King's Business School hosts international forum on reimagining marketing strategy to address world's grand challenges

King’s College London

Event helps shape ideas for a special edition of the Journal of the Academy of Marketing Science

An image of Maura Scott, wearing a black dress, speaking to an audience sitting in a lecture theatre
Maura Scott (Florida State University and JAMS special edition co-editor), delivers a keynote address.

King's Business School hosted a gathering of marketing thought leaders to discuss how marketing strategy could be re-imagined to make a meaningful contribution to a better world. The JAMS Thought Leadership Forum was attended by leading international scholars and a panel of industry practitioners and was designed to stimulate new ideas and discussion ahead of a special edition of the Journal of the Academy of Marketing Science (JAMS).

The two-day forum featured presentations of more than 20 papers proposing a range of ideas that can help marketers to address big issues, from improving the representation of disabled people in advertising, neutralising the role played by FOMO (Fear of Missing Out) in risky financial behaviour, and developing alternatives to the current dominant sharing economy model.

Many marketers are inspired by their potential to have a positive impact on the world around them through their work, but sometimes the result is superficial initiatives resulting in accusations of 'greenwashing' rather than real change.

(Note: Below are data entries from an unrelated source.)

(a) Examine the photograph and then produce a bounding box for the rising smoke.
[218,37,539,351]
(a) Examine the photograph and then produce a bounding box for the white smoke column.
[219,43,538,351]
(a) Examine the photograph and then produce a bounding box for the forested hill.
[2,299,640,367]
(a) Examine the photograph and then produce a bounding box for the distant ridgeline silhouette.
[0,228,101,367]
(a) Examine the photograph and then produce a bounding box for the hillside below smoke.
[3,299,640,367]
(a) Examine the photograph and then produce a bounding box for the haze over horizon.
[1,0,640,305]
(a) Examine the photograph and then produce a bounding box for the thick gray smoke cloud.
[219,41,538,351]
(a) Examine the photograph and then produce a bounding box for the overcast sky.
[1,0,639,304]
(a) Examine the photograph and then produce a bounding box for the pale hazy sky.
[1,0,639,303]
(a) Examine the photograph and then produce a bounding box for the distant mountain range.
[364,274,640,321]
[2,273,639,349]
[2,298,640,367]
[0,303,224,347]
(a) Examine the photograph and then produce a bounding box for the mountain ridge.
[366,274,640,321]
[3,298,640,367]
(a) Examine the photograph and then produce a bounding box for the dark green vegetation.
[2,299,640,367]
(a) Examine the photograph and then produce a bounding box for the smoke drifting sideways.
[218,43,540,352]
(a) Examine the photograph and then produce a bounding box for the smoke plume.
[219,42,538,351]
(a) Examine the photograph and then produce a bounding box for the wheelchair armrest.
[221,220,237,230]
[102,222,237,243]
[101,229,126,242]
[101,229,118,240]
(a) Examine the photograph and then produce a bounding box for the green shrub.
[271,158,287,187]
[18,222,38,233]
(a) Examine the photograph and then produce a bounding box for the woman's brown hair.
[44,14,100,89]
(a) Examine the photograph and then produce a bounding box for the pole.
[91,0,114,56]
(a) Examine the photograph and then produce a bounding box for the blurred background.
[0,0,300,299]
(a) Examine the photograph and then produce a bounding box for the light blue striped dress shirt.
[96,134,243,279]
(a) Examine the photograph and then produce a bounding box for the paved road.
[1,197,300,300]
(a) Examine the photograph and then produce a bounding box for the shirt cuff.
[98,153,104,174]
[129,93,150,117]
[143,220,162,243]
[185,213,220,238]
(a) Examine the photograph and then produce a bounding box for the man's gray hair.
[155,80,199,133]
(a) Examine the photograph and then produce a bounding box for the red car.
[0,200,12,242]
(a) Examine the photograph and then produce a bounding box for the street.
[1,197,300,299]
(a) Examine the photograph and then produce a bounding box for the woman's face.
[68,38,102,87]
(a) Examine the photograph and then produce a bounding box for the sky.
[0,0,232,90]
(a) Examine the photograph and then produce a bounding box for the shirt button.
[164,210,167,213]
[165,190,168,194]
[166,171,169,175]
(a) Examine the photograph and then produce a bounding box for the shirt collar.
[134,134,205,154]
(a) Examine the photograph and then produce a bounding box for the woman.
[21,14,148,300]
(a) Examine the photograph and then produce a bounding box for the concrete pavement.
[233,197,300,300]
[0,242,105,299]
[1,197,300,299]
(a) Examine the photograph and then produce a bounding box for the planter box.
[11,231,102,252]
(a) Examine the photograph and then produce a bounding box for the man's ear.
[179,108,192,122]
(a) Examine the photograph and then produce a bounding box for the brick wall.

The JAMS Thought Leadership Forum and the associated special issue in JAMS are designed to help address that through peer-reviewed research that builds our understanding of how we actually behave when faced with choices as consumers, rather than how we would like to behave.– Kirk Plangger, Matteo Montecchi and Ko de Ruyter, JAMS Thought Leadership Forum organising committee, co-guest editors & members of the King's Business School Marketing subject group.

Warwick Hunt, Managing Partner of PwC and King's Business School Advisory Board Chair shared his insight on the changing expectations of businesses and the event also included a panel of industry practitioners discussing what transparency means to their organisations.

Two men are seated in front of an audience at an event.  They are engaged in lively conversation and one gestures with his hands as he leans towards a microphone.
The industry panel included Ella Chalfon, Managing Director, Sustainable Finance, Nomura International; Rupert Pearce and Hannah Cool, ESG Technology leaders at Rewired.Earth, the new sustainability disclosure and dialogue platform and Peter Doveren, Partnerships Specialist at the Royal Society for the Prevention of Cruelty to Animals (RSPCA).